Administrators offered logististical objections as well, arguing that S/U could negatively affect accreditation requirements for certain programs and scholarships. But the proposed S/U policy would be optional: The letter grade would remain the default, and faculties would identify their specific application of the S/U option. Although faculties should advise students of the option’s risks, or even exempt certain programs such as Medicine entirely, these concerns do not discount the need to provide S/U as an option, especially for those who have disproportionately suffered during the pandemic.
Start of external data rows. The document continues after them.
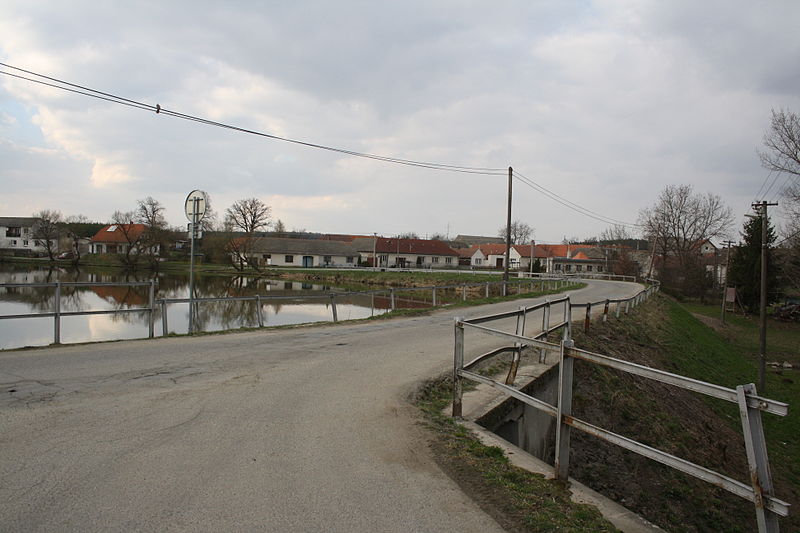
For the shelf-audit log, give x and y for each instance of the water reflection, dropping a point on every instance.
(280, 304)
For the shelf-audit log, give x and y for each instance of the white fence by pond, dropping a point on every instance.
(759, 491)
(395, 298)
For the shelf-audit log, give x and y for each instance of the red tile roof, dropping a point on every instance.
(114, 233)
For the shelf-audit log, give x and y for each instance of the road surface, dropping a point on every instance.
(294, 430)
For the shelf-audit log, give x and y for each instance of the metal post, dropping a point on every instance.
(588, 318)
(458, 366)
(151, 323)
(164, 328)
(195, 202)
(564, 410)
(512, 372)
(508, 232)
(568, 319)
(756, 448)
(57, 316)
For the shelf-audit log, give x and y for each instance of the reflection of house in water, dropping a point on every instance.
(121, 295)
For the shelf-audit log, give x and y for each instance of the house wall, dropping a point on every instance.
(282, 259)
(21, 238)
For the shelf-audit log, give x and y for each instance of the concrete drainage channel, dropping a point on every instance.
(527, 436)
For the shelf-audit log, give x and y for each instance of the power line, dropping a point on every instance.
(109, 97)
(571, 205)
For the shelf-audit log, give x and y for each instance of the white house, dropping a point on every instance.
(17, 236)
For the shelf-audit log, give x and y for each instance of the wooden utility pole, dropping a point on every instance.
(761, 208)
(725, 285)
(508, 234)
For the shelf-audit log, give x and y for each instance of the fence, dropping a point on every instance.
(760, 490)
(394, 295)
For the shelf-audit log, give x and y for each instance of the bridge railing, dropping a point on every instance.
(760, 490)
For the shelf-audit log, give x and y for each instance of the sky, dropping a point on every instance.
(603, 103)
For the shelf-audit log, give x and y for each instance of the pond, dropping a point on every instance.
(285, 302)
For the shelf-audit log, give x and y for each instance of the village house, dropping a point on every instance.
(306, 253)
(406, 253)
(17, 236)
(119, 239)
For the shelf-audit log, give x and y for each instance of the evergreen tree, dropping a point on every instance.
(745, 266)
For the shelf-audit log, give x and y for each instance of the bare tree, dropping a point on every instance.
(521, 233)
(150, 212)
(783, 143)
(679, 222)
(124, 220)
(248, 216)
(46, 230)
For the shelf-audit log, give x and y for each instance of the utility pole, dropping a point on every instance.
(761, 208)
(508, 233)
(725, 285)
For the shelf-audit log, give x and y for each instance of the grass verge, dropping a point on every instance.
(519, 500)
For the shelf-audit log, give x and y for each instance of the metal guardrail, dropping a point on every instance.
(395, 296)
(759, 491)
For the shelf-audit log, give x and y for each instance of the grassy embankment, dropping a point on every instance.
(664, 334)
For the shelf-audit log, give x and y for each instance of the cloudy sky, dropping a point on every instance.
(603, 103)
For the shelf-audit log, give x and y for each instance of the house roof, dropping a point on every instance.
(277, 245)
(404, 246)
(119, 233)
(17, 221)
(478, 239)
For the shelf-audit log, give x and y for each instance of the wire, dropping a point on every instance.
(571, 205)
(86, 91)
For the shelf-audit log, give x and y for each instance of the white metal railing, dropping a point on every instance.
(759, 491)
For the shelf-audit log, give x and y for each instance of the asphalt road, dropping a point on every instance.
(294, 430)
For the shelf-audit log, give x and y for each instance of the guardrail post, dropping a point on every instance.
(567, 319)
(57, 315)
(458, 366)
(164, 328)
(564, 410)
(333, 308)
(151, 319)
(512, 372)
(588, 318)
(756, 448)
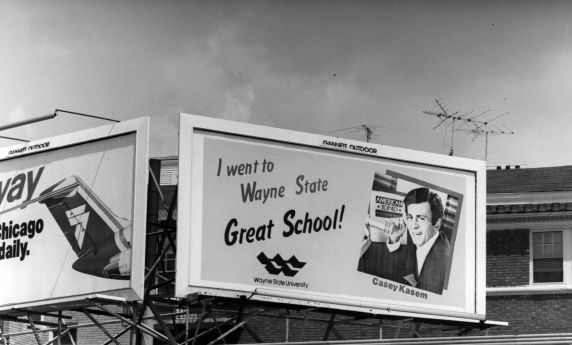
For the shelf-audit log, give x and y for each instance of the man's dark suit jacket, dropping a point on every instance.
(435, 267)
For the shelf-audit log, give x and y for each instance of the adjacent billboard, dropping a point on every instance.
(72, 216)
(291, 217)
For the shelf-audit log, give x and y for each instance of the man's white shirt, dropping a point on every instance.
(422, 251)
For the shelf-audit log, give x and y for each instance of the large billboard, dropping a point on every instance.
(291, 217)
(72, 216)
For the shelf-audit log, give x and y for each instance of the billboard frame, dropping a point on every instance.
(190, 198)
(138, 127)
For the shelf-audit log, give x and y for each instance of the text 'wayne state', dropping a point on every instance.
(239, 234)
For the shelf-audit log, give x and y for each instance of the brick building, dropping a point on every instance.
(529, 249)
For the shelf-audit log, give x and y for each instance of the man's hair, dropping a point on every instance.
(420, 195)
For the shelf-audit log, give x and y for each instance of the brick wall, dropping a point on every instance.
(508, 253)
(531, 314)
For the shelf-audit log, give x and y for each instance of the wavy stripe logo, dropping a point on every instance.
(278, 265)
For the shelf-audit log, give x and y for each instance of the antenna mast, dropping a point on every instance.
(480, 127)
(486, 129)
(445, 116)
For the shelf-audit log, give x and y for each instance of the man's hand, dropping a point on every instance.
(393, 227)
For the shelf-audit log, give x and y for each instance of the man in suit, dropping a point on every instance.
(424, 261)
(424, 217)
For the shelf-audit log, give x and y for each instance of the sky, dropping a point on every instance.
(313, 66)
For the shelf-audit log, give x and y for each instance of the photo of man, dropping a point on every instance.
(424, 214)
(415, 250)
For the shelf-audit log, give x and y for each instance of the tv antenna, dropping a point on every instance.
(488, 128)
(480, 127)
(447, 118)
(368, 131)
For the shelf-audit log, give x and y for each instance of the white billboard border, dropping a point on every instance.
(139, 127)
(189, 199)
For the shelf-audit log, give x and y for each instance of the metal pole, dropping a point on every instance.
(28, 121)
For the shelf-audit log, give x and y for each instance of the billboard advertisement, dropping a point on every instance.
(72, 216)
(291, 217)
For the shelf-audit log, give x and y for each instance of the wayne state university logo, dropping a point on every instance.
(278, 265)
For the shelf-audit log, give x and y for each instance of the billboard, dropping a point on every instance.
(291, 217)
(72, 216)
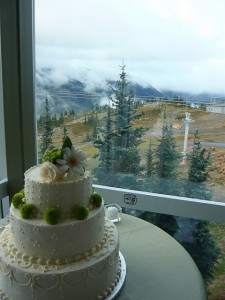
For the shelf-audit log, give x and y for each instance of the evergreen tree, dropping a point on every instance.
(127, 138)
(61, 119)
(202, 248)
(150, 164)
(166, 177)
(119, 157)
(167, 155)
(47, 130)
(65, 133)
(104, 143)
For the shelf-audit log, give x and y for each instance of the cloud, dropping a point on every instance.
(169, 44)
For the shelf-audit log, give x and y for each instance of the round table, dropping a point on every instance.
(158, 267)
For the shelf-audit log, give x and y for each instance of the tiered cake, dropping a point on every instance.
(58, 244)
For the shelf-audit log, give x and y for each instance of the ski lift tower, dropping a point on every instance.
(187, 120)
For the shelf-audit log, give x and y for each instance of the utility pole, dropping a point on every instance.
(187, 120)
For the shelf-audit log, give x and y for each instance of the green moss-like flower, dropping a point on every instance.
(96, 200)
(53, 155)
(17, 200)
(80, 212)
(52, 215)
(28, 211)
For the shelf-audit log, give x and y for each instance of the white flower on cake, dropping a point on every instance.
(50, 172)
(74, 159)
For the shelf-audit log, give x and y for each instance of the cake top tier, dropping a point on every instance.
(65, 163)
(59, 187)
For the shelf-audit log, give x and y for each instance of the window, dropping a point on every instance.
(23, 129)
(77, 73)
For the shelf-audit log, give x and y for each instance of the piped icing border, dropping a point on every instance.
(102, 296)
(47, 265)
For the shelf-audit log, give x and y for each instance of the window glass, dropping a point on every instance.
(2, 133)
(138, 87)
(203, 241)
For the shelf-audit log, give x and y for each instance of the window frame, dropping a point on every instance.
(17, 57)
(18, 80)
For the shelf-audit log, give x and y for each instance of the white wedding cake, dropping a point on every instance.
(58, 244)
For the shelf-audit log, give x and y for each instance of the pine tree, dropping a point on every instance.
(150, 164)
(65, 133)
(126, 139)
(47, 130)
(167, 155)
(203, 248)
(165, 183)
(104, 143)
(119, 148)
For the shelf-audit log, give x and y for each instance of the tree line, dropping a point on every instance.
(120, 165)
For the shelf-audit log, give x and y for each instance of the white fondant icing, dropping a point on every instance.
(70, 260)
(73, 236)
(62, 194)
(89, 279)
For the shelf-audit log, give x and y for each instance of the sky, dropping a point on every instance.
(169, 44)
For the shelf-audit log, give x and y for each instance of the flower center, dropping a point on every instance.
(73, 161)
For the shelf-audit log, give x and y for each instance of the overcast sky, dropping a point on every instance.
(173, 44)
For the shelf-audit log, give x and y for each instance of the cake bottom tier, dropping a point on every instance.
(91, 278)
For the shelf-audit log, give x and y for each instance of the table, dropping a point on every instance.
(158, 267)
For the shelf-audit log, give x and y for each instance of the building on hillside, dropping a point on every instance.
(216, 108)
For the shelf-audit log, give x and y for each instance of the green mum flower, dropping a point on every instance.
(67, 143)
(52, 215)
(96, 200)
(28, 211)
(80, 212)
(53, 155)
(17, 200)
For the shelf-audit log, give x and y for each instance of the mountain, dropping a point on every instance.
(66, 94)
(73, 94)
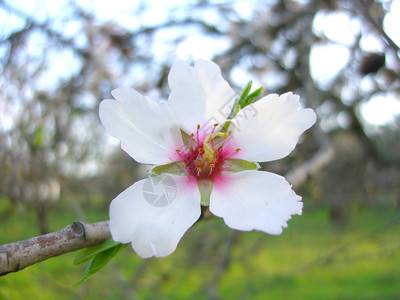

After all, other institutions evidently recognize that remote learning is a poor substitute for in-person instruction and that students should not be evaluated by the usual standards. Because the S/U option does not impact overall grade point average, applying the option would eliminate marginal grade discrepancies that hinder learning in general, and which remote instruction has rendered particularly difficult to control. Exacerbated inequities in learning environments and declining student mental and physical health—realities that administrators acknowledged during the Winter 2020 semester—have persisted, contradicting the basic equalization premise of a numerical grade standard.
McGill has historically subtracted students’ humanity from their academic fidelity, and the pandemic has corroded the thin strands of social stability and cohesion that once made it bearable. In a misguided defense of McGill’s reputation, administrators are reducing McGill’s name to a trivial ticket into graduate schools and the workforce. Students do not just come here for a fancy pedigree and latin-inscribed diploma; they come here to learn, and many are capsizing on that journey through the remote learning hurricane. Students should continue to remind administrators of this by submitting testimonials and signing petitions demanding that S/U be reinstated. But the onus is on administrators to heed them. When the Senate hears the motion to reimplement S/U again, it will stand at a crossroads not only on grading standards, but also the underlying pedagogical philosophy propelling McGill into its third century.